Der Glaube, daß den großen und erhabenen Gegenständen große und erhabene Worte zugeordnet seien, ist unausrottbar. Allemal noch dünkt sich ein Idealist, er sei schwärmender Primaner oder rechtgläubiger Philosoph, edler als ein Materialist; und wenn einer etwa bezweifelt, die Welt, in der wir existieren, sei sinnvoll, so wirft das zunächst nicht auf die Welt, sondern auf ihn ein schlechtes Licht. Die im Besitz der erhabenen Worte sich befinden, werden geneigt sein, denen die Gnade abzusprechen, die sie nicht zu gebrauchen wagen. Aber könnte es sich nicht so verhalten, daß die gemeinten Gehalte längst aus jenen Worten abgewandert sind, weil es ihnen nicht mehr darin gefiel oder weil ihnen offenbar wurde, daß sie in den Worten entstellt und zu falschem Ende eingesetzt sind? Könnten nicht die großen Worte ohnmächtig und verlassen zurückgeblieben sein, während die Gehalte bei den niedrigsten, vergriffensten und unscheinbarsten Schutz gesucht haben, die sie am wenigsten mit Schein verfälschen?
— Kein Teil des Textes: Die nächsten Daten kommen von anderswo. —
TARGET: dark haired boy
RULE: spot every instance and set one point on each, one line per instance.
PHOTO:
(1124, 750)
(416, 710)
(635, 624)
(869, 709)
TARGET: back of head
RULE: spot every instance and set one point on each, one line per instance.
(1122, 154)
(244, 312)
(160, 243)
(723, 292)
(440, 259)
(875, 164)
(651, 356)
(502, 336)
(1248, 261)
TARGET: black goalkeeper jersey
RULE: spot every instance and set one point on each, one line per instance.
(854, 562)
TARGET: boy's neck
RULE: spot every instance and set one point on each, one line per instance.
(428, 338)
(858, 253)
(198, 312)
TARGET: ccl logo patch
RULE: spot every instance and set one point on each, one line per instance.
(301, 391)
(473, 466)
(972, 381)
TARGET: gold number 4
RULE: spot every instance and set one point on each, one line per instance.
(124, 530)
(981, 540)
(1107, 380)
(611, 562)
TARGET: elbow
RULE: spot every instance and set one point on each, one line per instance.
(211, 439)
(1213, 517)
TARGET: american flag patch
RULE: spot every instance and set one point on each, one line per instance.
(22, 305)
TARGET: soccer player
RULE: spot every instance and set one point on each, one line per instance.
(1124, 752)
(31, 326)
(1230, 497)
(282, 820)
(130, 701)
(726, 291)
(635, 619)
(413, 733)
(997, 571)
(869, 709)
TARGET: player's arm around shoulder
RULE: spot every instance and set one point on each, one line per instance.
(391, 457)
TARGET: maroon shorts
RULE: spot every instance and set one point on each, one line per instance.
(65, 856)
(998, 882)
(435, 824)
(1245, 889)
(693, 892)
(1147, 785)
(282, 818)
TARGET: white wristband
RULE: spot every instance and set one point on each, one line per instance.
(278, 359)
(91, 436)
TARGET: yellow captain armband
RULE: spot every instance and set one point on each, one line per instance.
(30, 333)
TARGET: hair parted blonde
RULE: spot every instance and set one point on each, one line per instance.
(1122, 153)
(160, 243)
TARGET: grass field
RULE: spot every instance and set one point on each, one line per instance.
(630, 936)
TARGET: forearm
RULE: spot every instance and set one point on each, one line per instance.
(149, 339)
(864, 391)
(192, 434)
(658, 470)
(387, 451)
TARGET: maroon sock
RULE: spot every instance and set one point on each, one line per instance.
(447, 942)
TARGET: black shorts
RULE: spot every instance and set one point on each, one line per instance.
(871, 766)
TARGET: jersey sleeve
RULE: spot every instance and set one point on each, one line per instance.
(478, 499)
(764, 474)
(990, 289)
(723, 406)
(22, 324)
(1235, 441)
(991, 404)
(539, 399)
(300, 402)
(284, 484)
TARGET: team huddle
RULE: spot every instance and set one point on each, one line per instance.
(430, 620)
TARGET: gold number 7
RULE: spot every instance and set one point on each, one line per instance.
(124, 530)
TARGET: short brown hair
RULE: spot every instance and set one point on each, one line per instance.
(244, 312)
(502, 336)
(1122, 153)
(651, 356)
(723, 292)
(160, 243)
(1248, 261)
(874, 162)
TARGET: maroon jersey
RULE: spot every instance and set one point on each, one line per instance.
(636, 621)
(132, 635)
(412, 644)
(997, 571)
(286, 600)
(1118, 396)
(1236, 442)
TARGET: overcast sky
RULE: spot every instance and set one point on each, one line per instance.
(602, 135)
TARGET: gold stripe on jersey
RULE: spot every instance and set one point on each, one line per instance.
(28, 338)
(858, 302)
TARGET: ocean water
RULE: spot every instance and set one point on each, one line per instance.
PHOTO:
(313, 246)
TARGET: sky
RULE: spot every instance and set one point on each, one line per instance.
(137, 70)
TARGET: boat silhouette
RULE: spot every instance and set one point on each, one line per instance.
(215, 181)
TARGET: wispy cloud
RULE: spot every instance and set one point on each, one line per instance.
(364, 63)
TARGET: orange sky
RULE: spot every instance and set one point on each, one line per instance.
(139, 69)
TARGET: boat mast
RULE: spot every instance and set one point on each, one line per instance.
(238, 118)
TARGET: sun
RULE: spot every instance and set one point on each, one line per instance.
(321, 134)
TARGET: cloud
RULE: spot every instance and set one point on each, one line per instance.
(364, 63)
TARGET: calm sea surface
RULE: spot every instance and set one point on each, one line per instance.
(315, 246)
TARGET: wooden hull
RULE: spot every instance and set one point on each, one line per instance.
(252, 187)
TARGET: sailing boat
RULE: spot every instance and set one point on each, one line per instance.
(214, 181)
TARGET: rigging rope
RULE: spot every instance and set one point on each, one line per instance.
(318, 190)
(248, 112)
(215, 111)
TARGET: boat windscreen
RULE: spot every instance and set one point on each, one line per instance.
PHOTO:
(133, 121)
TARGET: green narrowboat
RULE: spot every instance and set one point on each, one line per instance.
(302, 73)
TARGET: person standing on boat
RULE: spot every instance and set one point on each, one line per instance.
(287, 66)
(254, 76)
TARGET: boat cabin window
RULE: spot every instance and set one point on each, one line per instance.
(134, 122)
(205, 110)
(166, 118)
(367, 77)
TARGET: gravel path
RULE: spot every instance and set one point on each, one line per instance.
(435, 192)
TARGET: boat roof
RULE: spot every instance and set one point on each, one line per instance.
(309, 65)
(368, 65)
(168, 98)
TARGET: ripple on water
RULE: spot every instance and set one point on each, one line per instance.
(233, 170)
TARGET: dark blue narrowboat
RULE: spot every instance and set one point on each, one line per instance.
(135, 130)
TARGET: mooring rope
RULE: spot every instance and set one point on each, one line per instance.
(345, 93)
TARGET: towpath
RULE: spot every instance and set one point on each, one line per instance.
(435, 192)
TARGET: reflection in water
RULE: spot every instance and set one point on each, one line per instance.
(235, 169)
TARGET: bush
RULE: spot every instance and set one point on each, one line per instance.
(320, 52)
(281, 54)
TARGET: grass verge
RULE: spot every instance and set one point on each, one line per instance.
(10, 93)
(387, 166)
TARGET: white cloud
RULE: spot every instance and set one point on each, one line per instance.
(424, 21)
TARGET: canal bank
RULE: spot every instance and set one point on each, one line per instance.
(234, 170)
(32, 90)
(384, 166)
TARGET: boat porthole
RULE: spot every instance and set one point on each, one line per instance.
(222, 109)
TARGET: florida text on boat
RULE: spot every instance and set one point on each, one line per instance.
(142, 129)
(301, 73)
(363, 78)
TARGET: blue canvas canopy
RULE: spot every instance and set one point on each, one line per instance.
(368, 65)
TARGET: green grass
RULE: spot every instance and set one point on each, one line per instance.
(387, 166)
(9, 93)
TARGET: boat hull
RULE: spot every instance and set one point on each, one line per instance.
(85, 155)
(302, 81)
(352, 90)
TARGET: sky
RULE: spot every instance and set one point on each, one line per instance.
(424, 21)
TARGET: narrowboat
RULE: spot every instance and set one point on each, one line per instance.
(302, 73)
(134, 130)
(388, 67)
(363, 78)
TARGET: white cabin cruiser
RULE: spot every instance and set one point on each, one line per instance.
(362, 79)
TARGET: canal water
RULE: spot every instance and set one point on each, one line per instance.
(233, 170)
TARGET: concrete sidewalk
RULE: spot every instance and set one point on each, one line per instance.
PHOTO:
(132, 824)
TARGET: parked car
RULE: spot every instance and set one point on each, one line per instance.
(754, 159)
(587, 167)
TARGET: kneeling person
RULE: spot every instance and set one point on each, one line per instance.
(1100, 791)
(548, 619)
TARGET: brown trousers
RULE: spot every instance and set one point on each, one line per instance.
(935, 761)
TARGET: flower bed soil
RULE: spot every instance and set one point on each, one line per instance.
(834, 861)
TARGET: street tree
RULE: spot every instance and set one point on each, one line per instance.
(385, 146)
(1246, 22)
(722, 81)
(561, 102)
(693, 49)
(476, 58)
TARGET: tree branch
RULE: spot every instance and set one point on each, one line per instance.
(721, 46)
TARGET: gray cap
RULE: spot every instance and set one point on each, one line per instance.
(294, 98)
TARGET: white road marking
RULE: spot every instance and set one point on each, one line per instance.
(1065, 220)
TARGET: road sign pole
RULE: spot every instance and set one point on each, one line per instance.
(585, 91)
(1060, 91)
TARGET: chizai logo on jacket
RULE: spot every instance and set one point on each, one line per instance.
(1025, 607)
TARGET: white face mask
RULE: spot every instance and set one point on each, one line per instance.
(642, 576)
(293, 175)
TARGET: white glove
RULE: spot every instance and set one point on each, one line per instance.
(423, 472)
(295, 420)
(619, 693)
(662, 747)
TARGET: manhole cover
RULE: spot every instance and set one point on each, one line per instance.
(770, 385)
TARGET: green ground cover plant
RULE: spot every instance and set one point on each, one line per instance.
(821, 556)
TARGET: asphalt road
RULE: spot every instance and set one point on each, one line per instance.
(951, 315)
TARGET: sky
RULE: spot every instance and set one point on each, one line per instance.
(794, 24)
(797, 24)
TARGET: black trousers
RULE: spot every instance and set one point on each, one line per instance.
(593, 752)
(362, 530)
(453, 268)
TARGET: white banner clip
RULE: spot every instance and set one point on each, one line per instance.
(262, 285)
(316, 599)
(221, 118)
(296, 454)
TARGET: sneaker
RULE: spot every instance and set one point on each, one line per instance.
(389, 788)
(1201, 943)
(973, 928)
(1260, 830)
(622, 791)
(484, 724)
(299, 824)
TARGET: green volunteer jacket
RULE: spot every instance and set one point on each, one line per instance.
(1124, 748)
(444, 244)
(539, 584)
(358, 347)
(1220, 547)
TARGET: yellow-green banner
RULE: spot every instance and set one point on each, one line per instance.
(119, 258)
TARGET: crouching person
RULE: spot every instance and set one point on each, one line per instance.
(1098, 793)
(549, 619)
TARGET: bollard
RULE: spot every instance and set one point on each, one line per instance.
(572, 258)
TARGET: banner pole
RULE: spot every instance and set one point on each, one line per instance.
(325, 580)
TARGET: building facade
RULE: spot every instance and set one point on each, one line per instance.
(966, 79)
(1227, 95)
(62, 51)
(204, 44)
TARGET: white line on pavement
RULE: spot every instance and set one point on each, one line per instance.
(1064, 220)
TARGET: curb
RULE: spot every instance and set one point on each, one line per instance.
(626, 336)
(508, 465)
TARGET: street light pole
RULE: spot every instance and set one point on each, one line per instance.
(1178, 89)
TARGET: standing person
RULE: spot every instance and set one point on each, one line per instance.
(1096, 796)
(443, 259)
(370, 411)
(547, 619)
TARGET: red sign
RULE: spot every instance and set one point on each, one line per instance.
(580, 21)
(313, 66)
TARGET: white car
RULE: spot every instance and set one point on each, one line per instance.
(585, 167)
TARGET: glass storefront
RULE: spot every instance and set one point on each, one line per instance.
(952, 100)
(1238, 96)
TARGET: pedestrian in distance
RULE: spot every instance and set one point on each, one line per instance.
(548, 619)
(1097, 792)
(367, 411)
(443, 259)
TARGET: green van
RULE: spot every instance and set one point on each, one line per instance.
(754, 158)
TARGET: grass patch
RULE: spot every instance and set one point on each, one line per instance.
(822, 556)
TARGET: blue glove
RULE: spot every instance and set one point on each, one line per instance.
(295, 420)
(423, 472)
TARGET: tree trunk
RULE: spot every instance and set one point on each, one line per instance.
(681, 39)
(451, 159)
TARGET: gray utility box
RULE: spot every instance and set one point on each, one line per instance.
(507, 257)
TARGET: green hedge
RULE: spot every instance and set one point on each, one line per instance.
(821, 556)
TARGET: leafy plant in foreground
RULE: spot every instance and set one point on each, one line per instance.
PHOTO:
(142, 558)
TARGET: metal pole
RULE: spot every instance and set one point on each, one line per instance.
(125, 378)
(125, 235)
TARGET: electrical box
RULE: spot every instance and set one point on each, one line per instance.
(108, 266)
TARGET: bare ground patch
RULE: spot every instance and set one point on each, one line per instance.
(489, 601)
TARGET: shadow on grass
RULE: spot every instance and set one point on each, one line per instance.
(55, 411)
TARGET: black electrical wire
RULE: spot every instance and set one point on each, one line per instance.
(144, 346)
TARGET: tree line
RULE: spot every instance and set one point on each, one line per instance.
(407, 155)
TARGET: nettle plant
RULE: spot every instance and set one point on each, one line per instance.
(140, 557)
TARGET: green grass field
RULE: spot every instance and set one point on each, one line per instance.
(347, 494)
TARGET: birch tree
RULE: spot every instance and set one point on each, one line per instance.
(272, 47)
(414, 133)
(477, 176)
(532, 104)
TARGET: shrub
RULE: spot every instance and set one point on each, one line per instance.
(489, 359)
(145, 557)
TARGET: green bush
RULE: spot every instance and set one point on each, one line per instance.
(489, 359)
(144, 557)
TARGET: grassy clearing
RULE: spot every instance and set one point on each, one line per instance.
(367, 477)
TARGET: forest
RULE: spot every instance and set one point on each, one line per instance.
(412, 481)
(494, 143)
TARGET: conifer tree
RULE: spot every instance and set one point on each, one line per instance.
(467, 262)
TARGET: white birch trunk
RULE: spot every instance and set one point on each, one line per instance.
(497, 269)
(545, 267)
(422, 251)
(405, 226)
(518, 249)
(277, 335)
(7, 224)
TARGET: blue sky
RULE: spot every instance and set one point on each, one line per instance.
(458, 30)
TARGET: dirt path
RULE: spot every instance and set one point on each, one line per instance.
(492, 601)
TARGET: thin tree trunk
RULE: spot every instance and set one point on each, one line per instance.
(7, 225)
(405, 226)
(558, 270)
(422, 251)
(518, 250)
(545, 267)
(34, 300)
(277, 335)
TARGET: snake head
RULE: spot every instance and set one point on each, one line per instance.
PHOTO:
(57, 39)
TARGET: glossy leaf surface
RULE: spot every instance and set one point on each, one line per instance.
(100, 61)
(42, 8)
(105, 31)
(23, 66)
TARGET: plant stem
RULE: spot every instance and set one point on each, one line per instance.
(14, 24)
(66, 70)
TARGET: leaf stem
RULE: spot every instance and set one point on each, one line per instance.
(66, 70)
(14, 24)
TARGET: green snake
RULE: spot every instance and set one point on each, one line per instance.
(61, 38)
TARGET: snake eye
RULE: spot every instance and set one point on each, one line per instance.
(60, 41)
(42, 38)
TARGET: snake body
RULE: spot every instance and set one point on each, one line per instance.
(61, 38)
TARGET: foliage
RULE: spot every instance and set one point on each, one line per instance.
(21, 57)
Hier ist nun ihr Ort, und so tief sind sie den niedrigen Begriffen eingesenkt, daß sie nicht einmal mehr als deren geheimer ›Sinn‹ herausgehoben und in ihre Ursprungsregion zurückgebracht werden können. Sie bewähren sich allein daran, daß aller Schein vor ihnen zerfällt, während jene niedrigsten Begriffe, die der materiellen Realität, des untersten Trieblebens, der kleinsten konkreten Einsicht standhalten und nicht zerfallen. Nur noch an der Konsistenz der Worte, die sie umschließen, sind die Gehalte meßbar; ihr An sich ist unaussprechlich geworden. Indem sie aber unbenannt sich darstellen, gehen vielleicht ihre Namen unter in einer Wirklichkeit, in der sie selber sich durchsetzen.